Жених в парадном студенческом синего сукна мундире с твердым стоячим воротничком, статный, счастливый, с черными напомаженными волосами, расчесанными на косой ряд, смуглолицый красавец с молодыми шелковистыми усиками, грек по национальности, стоял рядом с Лизой, то и дело поворачивая к ней хорошо выбритое, даже немного голубоватое лицо с немного раздвоенным подбородком, как бы каждую минуту желая удостовериться, что она тут, рядом, никуда не делась.

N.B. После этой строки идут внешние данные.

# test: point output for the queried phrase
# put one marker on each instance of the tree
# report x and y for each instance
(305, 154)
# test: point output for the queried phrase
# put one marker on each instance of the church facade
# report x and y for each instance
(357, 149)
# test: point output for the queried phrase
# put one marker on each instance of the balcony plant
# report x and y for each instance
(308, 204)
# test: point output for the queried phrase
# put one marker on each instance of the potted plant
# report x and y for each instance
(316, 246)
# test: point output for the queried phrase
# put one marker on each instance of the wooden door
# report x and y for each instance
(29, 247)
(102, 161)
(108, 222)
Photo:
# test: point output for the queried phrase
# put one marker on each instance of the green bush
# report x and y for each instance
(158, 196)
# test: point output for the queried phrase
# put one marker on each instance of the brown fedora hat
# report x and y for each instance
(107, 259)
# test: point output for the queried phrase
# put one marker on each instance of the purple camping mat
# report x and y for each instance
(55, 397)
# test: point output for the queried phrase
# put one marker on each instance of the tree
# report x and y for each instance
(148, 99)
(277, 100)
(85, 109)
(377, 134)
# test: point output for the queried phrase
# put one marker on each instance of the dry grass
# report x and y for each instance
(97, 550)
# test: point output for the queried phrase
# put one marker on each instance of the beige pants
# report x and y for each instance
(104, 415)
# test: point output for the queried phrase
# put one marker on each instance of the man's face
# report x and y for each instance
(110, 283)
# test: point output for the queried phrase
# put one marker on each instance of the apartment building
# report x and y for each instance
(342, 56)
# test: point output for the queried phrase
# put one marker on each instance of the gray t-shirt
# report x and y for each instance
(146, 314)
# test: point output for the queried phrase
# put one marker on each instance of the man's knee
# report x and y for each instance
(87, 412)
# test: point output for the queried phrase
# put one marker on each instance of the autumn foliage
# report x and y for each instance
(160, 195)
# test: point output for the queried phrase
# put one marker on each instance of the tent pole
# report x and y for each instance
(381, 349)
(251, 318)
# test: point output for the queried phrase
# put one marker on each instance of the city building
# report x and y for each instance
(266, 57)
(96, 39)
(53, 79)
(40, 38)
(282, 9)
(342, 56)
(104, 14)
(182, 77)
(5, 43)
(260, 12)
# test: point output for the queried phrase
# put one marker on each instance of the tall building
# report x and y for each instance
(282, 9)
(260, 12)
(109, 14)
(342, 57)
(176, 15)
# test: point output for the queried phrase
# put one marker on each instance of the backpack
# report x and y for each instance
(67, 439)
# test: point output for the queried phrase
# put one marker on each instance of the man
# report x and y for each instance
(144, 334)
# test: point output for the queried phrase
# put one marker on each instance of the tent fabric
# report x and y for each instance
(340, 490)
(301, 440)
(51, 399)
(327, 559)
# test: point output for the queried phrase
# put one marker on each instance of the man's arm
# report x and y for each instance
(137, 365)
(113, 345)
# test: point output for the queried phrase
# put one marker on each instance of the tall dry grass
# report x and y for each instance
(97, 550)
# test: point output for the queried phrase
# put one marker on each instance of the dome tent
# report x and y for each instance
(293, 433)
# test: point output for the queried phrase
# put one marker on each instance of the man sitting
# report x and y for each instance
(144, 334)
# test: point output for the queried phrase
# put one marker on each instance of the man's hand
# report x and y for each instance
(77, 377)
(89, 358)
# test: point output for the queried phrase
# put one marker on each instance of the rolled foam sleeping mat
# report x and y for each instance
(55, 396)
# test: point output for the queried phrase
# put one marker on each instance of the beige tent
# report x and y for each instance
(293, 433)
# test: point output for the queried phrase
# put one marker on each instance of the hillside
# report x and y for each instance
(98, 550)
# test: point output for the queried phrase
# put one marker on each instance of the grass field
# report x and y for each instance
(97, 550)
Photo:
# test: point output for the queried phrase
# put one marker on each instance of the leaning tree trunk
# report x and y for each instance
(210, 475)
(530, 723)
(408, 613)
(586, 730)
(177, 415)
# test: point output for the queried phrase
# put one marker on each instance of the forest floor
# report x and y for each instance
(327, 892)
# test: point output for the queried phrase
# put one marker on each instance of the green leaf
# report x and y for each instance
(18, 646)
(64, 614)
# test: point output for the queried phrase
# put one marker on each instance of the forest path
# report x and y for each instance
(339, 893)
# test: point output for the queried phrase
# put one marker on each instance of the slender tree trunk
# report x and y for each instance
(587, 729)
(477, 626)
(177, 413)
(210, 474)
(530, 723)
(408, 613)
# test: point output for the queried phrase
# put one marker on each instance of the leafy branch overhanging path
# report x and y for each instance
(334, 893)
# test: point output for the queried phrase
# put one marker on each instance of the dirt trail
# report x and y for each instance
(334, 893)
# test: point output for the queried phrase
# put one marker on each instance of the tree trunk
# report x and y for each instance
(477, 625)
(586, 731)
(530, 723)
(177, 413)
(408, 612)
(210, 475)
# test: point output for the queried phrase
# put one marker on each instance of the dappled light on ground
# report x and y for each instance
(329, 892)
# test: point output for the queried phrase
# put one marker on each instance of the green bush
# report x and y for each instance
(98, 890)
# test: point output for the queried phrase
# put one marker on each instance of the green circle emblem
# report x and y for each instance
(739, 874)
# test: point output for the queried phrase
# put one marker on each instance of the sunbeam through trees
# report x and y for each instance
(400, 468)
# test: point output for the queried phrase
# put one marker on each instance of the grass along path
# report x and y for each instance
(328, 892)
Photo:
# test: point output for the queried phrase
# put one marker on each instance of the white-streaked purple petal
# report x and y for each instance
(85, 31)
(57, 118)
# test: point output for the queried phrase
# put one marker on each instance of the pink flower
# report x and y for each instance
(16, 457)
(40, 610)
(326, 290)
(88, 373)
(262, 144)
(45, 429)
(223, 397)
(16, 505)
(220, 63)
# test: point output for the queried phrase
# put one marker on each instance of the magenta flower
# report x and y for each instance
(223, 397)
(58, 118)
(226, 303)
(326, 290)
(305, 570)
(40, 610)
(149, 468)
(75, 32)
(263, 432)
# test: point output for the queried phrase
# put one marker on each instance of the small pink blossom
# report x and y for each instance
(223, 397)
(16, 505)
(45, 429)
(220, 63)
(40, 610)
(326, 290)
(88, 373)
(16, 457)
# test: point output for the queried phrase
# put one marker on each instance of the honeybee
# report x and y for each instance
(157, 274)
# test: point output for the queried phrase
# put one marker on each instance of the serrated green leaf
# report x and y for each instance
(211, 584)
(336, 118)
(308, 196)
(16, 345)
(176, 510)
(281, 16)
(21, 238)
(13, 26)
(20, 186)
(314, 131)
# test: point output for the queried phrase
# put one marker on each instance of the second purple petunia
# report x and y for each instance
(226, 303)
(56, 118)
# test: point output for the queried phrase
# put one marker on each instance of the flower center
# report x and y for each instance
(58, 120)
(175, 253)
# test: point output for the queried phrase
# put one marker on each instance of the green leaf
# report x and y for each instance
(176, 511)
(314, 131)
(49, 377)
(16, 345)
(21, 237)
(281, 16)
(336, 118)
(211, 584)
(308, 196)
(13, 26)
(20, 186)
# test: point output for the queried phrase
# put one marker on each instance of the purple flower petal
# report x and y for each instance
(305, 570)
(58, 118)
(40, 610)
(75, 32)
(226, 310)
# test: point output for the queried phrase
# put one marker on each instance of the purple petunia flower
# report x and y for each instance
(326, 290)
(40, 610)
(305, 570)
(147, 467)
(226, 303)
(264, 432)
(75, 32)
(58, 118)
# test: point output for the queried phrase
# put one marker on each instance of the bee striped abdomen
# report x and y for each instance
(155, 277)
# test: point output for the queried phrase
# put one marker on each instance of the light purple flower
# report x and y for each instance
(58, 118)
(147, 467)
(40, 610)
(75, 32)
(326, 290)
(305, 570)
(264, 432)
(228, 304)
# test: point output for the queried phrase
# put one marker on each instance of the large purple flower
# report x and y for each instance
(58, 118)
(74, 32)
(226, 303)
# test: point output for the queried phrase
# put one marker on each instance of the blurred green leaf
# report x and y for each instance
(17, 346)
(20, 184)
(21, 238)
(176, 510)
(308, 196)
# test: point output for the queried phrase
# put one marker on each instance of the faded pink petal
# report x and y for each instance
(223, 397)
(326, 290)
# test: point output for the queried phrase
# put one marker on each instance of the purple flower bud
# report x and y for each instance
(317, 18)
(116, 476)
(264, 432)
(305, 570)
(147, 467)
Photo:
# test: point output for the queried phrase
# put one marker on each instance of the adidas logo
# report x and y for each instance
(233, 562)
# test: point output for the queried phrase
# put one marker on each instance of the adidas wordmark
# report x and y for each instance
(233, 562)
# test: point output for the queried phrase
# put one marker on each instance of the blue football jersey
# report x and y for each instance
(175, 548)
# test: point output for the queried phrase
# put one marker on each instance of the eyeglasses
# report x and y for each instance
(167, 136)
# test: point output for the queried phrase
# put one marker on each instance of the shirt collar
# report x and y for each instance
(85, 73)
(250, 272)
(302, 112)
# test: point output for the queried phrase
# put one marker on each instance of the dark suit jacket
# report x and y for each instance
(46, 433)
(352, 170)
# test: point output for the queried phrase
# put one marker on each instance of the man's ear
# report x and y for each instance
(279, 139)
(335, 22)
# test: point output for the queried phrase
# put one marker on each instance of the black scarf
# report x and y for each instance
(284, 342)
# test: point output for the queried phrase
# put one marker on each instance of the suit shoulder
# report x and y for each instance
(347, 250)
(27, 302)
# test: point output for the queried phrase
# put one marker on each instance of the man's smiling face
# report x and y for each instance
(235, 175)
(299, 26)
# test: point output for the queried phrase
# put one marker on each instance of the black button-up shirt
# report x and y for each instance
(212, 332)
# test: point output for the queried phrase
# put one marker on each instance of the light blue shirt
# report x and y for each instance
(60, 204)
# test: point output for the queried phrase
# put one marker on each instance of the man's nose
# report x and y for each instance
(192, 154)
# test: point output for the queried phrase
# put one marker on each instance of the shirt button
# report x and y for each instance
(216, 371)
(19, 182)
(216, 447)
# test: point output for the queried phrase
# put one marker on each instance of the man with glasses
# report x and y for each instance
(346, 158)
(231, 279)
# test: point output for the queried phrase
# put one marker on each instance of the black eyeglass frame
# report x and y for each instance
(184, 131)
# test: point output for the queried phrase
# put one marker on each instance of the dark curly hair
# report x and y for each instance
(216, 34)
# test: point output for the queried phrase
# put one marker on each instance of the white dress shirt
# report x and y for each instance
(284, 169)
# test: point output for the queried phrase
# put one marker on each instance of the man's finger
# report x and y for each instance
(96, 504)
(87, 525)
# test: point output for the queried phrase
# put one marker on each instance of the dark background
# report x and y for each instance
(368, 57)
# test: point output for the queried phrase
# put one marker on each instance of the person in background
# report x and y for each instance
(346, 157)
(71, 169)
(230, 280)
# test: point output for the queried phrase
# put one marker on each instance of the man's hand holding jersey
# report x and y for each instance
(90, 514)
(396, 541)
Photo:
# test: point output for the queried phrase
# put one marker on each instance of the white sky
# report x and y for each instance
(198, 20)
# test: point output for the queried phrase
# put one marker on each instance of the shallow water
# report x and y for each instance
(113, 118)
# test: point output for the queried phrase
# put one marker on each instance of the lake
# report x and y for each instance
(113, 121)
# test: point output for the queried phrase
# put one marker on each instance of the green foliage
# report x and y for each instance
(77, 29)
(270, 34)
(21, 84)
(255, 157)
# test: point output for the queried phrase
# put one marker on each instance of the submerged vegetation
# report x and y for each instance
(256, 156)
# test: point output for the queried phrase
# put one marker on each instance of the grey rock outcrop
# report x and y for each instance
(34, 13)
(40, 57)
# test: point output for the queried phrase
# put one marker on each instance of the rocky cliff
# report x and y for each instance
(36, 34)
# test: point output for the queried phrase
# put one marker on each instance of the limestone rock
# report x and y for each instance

Студенты-шаферы в белых перчатках высоко держали над женихом и невестой венцы, а жених все время норовил стать на носки, стараясь, чтоб венец наделся ему на голову, что очень веселило невесту, и она тоже вставала на носочки атласных туфелек, желая по примеру своего нареченного также надеть венец на головку. У жениха было не совсем обычное имя Пантелеймон, и Лиза то и дело шептала ему на ухо, чтобы священник не услышал:
– Пантелей, веди себя прилично, не забывай, что ты в церкви.
…Полураспустившаяся роза в фате утреннего тумана…
Фамилия Пантелея была Амбарзаки, что ничуть не портило, а, наоборот, придавало ему некоторую эллинскую прелесть.
На глазах у всех при звуках церковного хора Лизочка Синайская превращалась в мадам Амбарзаки.
Когда по обряду молодожены выпили из плоского серебряного сосудика по глотку церковного красного вина кагора, обменялись кольцами, а потом поцеловались, было сразу заметно, что это далеко не в первый раз. Дружки и подружки насилу удержались, чтобы не зааплодировать, а молодой священник погрозил пальцем, улыбаясь в свою золотистую, еще не отросшую как следует бородку.
Свадебный пир закипел в маленькой квартирке невесты. Дядя Коля подарил Лизе на свадьбу сто рублей, взятых им в кассе взаимопомощи епархиального училища, где он числился в штате. Именно на эти деньги, по тому времени весьма значительные, Лиза справила небольшое приданое и устроила свадебный пир. Двоюродные братья впервые попали на подобное торжество. Среди взрослых гостей они чувствовали себя стесненно в будничной гимназической форме, а парадных мундирчиков у них не было.